July 7th, 2018
Grit has become a standard in the education vernacular. Representing the ability to persevere when faced with obstacles, grit has been deemed a key determinant in predicting a child’s future success.
The term ‘grit’ was popularized by Angela Lee Duckworth, a distinguished professor of psychology at the University of Pennsylvania. Her belief is that if students can learn to persevere at a young age, they will continue to be tenacious when faced with challenges later in life. She also contends that when students respond to failure with determination and passion, they may be more successful in attaining their goals, even compared to those with equal or higher intelligence, but less grit.
Duckworth’s research includes studies that examine the connection among grit, self-control, and future accomplishments in different settings. For example, she looked at how these qualities correlated with the ability of new cadets to survive basic training at West Point, how they helped National Spelling Bee contestants make it to the final round, and how they helped students in Chicago graduate high school, regardless of their standardized test scores or their IQ results.

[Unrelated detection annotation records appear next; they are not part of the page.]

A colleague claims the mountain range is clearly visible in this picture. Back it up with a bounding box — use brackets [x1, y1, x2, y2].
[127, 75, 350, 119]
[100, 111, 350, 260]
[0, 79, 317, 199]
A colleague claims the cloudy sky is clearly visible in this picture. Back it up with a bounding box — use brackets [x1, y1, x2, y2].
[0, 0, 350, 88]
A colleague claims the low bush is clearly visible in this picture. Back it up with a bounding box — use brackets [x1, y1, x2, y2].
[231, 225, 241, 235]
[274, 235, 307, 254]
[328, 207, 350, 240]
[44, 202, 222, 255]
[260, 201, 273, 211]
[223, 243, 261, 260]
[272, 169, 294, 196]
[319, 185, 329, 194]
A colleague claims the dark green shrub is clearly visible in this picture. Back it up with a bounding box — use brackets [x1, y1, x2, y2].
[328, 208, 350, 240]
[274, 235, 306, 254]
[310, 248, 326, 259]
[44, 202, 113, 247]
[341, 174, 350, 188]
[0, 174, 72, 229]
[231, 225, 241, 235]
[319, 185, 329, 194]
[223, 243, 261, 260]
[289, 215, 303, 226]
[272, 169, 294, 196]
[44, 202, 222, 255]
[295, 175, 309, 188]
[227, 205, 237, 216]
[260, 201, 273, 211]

In these and other situations, Duckworth and her colleagues found that people with higher levels of grit and self-control were more likely to persevere under challenging conditions and to continue pursuing their goals. This is a significant finding, because for a long time, intelligence was considered the key to success. Intelligence “is probably the best-measured trait that there is in all of human psychology,” says Duckworth. “We know how to measure intelligence in a matter of minutes.” But intelligence leaves a lot unexplained, thus bringing grit into focus.
With this new understanding of grit in mind, more educators are beginning to see failure as an opportunity to help kids work harder and develop growth mindsets. Students with growth mindsets feel that ability can be developed through hard work and learning, and see failure as an inevitable result of trying new things. As a result, these growth-minded students try new challenges, take good risks, and use effort as a path to mastering competencies.
At Selwyn, we understand that parents and educators can be influential factors in motivating children to confront challenges. This is essential, because while there are benefits to failure, the lessons learned really emerge from how your child handles a situation—picking themselves back up—and not from the experience of failing in the first place. As seen is Ms. Bickham’s Chemistry Lab, the ‘Failure is always an option’ sign, reminds students that there is more than one way to handle a situation.
The best part of the research on grit is that, if Duckworth is correct, the skills your child develops at Selwyn by working hard in an academic setting, managing failure, and staying strong and focused are the ones that will contribute to their future success.